Kaftanından sürükleyerek Ankara’ya mı getirecekti?
“Siyasal İslamcı” kafasına ulaşmak için ne içiyor bu arkadaşlar acaba?
***
Günlerdir övmeye doyamadılar köşelerinde;
Birinci Meclis, “bir Cuma günü” açılmış da…
“Hacı Bayram-ı Veli Camii’nde kılınan Cuma namazını müteakip” açılmış da…
“Alimler ve şeyhler heyetinin ruhani feyzler saçan tekbirleriyle” açılmış da…
“Salavatlar” getirilmiş de…
“Namazdan sonra Sakal-ı Şerif ve Sancak-ı Şerif alınarak, Meclis’in toplanacağı yere gidilmiş” de…
“Kurbanlar kesilmiş” de…
“Lihye-i saadet ile Sancak-ı şerif büyük saygı gösterisiyle başkanlık kürsüsü üzerine konulmuş” da…
“Camii Şerif’de başlamış olan Kur’an hatmi ile Buharî-i Şerif’in son kısımları uğur getirmesi için Meclis’te tamamlanmış”da…
Zaten Mustafa Kemal’in de, Meclis’in “yüksek hilafet makamını ve saltanatı kurtarmak için” görev yapacağına dair tamimi varmış da…
***
Anladıysam a'râb olayım…
***
Tamam öyle de, niye 100 yıldır “dinsiz”, “imansız”, “gavur” diye saldırıp durdunuz bu kadar mübarek bir zata o zaman arkadaş!
Ne yapacaktı yani Atatürk?
Subliminal mesajı da olsun diye Bandırma Vapuru’yla Malaya zırhlısının önünü kesip;
Ülkesini işgal eden İngilizlere, “İstanbul İşgal Orduları Başkomutanı General Harington Cenaplarına… İstanbul'da hayatımı tehlikede gördüğümden, İngiltere devletine sığınır ve bir an önce İstanbul'dan başka bir yere götürülmemi talep ederim efendim” şeklindeki utanç mektubunu yazmış, bir korkak gibi arka kapıdan çıkıp, Dolmabahçe rıhtımına kadar İngilizler’in gönderdiği Kızılhaç ambulanslarına gizlenerek taşınmış, İstanbul İşgal Kuvvetleri Komutanı refakatinde, maiyetiyle birlikte ve İngiltere bayrağını selamlayarak, ülkesinden kaçmak üzere bu İngiliz zırhlısına sığınmış olan “Müslümanların Halifesi Mehmet Vahdettin”i kaftanından sürükleyerek Ankara’ya mı getirecekti?

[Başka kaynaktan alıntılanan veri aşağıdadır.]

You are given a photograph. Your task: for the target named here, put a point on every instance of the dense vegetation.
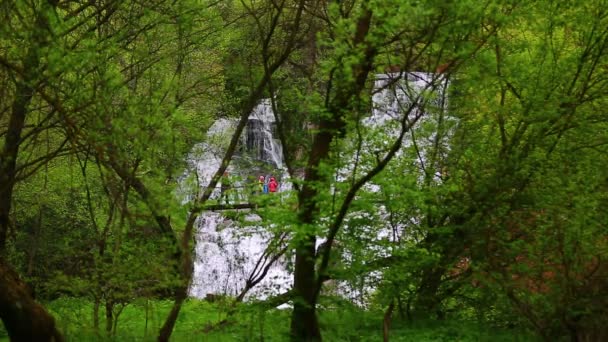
(495, 198)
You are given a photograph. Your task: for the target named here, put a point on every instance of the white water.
(225, 253)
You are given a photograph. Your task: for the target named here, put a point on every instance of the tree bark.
(304, 323)
(24, 319)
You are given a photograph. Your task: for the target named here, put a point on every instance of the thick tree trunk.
(304, 324)
(24, 319)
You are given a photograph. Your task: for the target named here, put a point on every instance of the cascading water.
(227, 252)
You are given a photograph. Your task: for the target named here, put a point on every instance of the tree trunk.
(109, 316)
(24, 319)
(304, 324)
(386, 322)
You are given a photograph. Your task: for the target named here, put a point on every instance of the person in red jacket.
(272, 185)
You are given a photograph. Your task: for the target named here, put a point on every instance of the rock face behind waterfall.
(227, 251)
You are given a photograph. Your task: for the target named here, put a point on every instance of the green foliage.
(140, 321)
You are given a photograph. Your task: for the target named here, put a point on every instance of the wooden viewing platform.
(230, 206)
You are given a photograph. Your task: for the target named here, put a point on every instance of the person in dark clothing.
(266, 185)
(273, 185)
(261, 185)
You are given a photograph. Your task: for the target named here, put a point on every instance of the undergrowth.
(141, 320)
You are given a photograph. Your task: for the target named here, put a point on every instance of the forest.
(439, 170)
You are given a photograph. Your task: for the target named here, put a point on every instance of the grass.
(75, 319)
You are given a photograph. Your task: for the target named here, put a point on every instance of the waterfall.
(226, 252)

Silah zoruyla milli mücadele mi verdirecekti?
***
Sanırsın, Vahdettin, Atatürk’ü idama mahkum eden Divan-ı Harbi Örfi kararını imzalamadı da, Atatürk, Vahdettin’i idama mahkum ettirdi!
Yahut, Vahdettin, Atatürk hakkındaki “katli vaciptir” fetvasını onaylamadı da, Atatürk, Vahdettin hakkında idam, olmuyorsa linç fetvası yayınlattı!
SORU-YORUM
“İnsan onuru, özgürlük, demokrasi, eşitlik, hukukun üstünlüğü” gibi yüksek değerler üzerinde yükselen Avrupa ülkeleri “Türkler soykırım yapmadı”, “Ermeni soykırımı diye bir şey yoktur” demeyi “suç” saydığına göre, biz de, her yıl Hasan Cemal, Cengiz Çandar gibi tiplere bir günlüğüne iade-i şöhret yaptığımız polemiklere mesai harcamak yahut zaten ayan beyan ortada olan, belgeli, kanıtlı, tanıklı “tarihi gerçekleri” kanıtlamaya çalışmak gibi gereksiz bir çaba içinde debelenmek yerine, “Ermeni soykırımı vardır” demeyi “suç” sayan bir yasal düzenleme yapsak olmuyor mu? Antidemokratik mi derler? Tek sesli mi? Faşist mi?… E zaten denmiyor mu hepsi!